Procedure of Treatment
Aston-patterning sessions are conducted one-to-one with a trained practitioner. They include massage, movement training, fitness exercises and advice on changes in the home and work environments. When you begin the programme, the practitioner will conduct an extensive evaluation of your general fitness, including your history, physical measurements and movement habits. Movements tested range from simple acts of sitting and standing to racing an Aston-patterning flexion/extension movement of the whole body. The massage segment of the treatment employs a special "spiralling" technique that relaxes tense muscles and loosens stiff joints without causing pain. The goal is to release tightness and tension, thus permitting the body to revert to a healthier posture. Movement training during the sessions is designed to reinforce the results of massage, bringing your routine habits of motion into harmony with the unique configuration of your body. This may require intensive drilling in certain movements that the practitioner selects to correct your posture and the way you bear your weight. These repetitive drills are likely to continue until relaxed, efficient movement becomes second nature to you. Employed as an adjunct to movement training, the fitness exercises typically encountered in Aston-patterning concentrate on improving muscle tone, joint resiliency and lightness of movement. These exercises are backed up by counselling on ways to achieve healthier movement and posture in your daily routine. Recommended environmental adjustments can range from simply changing the height of a chair to employing a variety of cushions, knee supports, and side body supports to keep the spine and other areas of the body in proper alignment and prevent postural compression.
Treatment Time: Sessions generally last one to two hours.
Treatment Frequency: Governed by the severity of the problem.
Aston-patterning practitioners, along with the advocates of many other types of bodywork, believe that relaxed, efficient movement and a balanced, effortless posture can relieve unconscious stress, thus improving emotional and physical well-being. The Aston-patterning techniques were developed by dancer Judith Aston during her recovery from a pair of automobile accidents. It is an extension of Rolfing, a form of deep massage therapy aimed at improving the body's alignment. After her successful rehabilitation through Rolfing, Aston devised a programme of movement training and exercise aimed at maintaining the benefits of massage
Who Should Avoid This Therapy?
The Aston-patterning drills and exercises can be extremely demanding.
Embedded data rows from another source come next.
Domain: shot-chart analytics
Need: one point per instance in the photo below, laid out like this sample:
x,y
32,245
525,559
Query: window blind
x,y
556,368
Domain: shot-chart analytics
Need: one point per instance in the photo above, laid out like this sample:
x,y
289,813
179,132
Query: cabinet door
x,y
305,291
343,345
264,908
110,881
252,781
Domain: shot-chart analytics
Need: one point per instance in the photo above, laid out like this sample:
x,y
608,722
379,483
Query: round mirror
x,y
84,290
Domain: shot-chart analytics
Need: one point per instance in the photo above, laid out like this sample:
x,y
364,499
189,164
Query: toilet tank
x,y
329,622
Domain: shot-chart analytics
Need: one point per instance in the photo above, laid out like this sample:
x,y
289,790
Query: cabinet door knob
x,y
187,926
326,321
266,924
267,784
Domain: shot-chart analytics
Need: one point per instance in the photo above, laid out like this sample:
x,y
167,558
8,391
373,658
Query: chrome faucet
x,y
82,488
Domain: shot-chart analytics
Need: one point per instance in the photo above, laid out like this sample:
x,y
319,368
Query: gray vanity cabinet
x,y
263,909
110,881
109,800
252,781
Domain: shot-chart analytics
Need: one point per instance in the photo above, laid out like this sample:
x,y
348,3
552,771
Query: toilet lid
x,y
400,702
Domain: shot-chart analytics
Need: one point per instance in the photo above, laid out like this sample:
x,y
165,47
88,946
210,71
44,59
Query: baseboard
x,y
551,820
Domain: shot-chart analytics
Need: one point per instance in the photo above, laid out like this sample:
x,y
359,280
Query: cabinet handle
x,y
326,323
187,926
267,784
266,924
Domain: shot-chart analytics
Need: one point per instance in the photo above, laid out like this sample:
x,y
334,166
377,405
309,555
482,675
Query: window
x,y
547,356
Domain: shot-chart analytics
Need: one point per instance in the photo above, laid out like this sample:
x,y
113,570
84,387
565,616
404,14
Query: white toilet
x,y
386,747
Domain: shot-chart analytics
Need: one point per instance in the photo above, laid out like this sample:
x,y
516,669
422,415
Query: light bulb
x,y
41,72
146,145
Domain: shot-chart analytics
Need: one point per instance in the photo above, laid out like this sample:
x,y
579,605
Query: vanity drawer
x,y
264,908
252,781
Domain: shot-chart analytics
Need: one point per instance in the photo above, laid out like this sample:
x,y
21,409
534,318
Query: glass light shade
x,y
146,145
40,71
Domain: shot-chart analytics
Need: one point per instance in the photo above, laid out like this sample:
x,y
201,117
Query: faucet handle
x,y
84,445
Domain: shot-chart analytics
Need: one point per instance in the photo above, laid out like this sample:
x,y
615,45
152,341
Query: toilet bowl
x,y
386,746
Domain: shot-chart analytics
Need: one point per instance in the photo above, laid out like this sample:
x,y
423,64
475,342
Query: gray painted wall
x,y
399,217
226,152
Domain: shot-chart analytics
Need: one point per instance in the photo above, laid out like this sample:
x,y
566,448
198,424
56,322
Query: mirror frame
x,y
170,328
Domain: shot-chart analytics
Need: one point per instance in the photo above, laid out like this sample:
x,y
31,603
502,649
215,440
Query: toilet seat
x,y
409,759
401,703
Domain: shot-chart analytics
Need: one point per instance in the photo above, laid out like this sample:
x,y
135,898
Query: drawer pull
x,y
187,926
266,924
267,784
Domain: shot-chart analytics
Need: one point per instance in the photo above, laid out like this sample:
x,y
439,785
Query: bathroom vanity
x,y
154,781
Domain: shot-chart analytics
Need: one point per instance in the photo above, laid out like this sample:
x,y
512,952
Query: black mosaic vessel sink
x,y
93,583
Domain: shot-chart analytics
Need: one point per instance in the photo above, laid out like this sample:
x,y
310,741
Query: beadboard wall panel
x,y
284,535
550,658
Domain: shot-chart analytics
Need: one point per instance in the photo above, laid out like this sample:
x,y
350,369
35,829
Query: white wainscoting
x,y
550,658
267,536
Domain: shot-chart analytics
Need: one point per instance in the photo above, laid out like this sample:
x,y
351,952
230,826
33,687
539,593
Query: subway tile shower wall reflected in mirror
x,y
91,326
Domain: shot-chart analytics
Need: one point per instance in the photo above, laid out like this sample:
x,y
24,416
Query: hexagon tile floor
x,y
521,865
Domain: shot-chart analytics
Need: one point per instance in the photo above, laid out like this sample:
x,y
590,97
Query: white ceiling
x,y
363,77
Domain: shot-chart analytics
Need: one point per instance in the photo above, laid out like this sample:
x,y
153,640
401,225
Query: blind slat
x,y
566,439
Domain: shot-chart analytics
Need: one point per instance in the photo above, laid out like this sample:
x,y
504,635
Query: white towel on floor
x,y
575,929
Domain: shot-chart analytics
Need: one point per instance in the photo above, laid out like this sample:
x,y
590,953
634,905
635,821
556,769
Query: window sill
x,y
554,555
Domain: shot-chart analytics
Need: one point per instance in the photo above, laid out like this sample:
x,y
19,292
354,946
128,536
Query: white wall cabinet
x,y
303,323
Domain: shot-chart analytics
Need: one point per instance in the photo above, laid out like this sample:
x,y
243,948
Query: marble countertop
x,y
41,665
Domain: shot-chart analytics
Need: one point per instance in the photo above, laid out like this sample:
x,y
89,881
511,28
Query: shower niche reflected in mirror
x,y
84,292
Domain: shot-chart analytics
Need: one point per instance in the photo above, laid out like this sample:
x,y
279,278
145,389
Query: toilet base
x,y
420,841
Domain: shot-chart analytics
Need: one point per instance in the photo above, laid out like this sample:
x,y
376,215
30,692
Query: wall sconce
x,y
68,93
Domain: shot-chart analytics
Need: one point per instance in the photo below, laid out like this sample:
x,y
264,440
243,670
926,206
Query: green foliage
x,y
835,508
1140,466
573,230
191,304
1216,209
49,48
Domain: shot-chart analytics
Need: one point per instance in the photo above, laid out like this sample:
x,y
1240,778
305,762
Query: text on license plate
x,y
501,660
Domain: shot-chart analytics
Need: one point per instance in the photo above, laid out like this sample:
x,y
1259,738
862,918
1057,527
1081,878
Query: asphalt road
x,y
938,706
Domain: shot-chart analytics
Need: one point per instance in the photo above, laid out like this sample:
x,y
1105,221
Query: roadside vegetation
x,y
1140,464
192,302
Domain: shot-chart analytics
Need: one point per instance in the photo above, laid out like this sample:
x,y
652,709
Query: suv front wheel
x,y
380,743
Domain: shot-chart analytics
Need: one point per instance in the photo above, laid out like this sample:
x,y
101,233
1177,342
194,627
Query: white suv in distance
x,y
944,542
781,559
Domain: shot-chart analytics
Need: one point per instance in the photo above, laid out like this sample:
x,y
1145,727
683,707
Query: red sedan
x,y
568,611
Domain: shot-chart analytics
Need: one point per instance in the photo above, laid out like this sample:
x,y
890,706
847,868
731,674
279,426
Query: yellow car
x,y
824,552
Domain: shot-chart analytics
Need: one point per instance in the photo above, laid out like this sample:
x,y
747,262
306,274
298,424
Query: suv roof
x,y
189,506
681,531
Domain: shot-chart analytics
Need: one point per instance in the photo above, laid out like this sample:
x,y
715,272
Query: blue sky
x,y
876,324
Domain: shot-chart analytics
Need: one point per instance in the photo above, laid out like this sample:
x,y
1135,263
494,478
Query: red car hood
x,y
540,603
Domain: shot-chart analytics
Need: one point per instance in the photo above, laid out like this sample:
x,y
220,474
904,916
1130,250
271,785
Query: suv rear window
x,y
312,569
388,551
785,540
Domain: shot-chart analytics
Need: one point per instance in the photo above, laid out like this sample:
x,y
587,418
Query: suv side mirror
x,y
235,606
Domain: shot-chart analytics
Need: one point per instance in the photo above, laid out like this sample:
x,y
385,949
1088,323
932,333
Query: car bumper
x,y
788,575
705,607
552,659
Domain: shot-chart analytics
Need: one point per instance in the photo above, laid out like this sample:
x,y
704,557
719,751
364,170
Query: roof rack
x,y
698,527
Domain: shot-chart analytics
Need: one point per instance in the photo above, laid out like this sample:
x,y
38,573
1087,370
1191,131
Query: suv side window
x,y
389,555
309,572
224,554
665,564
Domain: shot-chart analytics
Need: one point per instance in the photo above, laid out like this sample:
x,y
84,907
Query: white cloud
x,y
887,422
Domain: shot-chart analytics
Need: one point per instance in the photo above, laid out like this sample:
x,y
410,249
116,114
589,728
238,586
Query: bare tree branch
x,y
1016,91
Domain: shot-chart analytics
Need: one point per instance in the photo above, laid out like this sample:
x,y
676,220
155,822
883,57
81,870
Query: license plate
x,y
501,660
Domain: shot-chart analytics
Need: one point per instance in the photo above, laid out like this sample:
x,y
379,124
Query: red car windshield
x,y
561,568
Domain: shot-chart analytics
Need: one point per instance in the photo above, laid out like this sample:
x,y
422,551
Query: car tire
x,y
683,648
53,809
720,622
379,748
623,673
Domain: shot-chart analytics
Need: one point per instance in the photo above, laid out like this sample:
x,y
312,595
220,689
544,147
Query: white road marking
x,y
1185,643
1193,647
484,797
If you have a heart condition or respiratory problems, check with your doctor before undertaking this form of therapy, and if you proceed, make sure the practitioner is aware of your disorder. The programme can be adjusted to meet the needs of older adults, those in poor health, and patients with special rehabilitation requirements. The deep massage employed in Aston-patterning could prove dangerous if you have brittle bone disease (osteoporosis) or a tendency to bruise easily. Also avoid this therapy if you have a bleeding disorder, take anticoagulant drugs, or are undergoing long-term steroid therapy, which can make the tissues fragile. If you have circulation problems such as those resulting from diabetes or varicose veins, be wary of massage in the legs and feet. Remember, too, that excessive pressure can aggravate carpal tunnel syndrome, which is itself a result of pressure on a nerve that passes through the wrist.
For people in good physical condition, most complications are the result of overly intensive training. Exhaustion and pain are the principal dangers. Be sure to give the practitioner plenty of feedback during the sessions. An experienced practitioner will know how hard to push and when it is best to stop.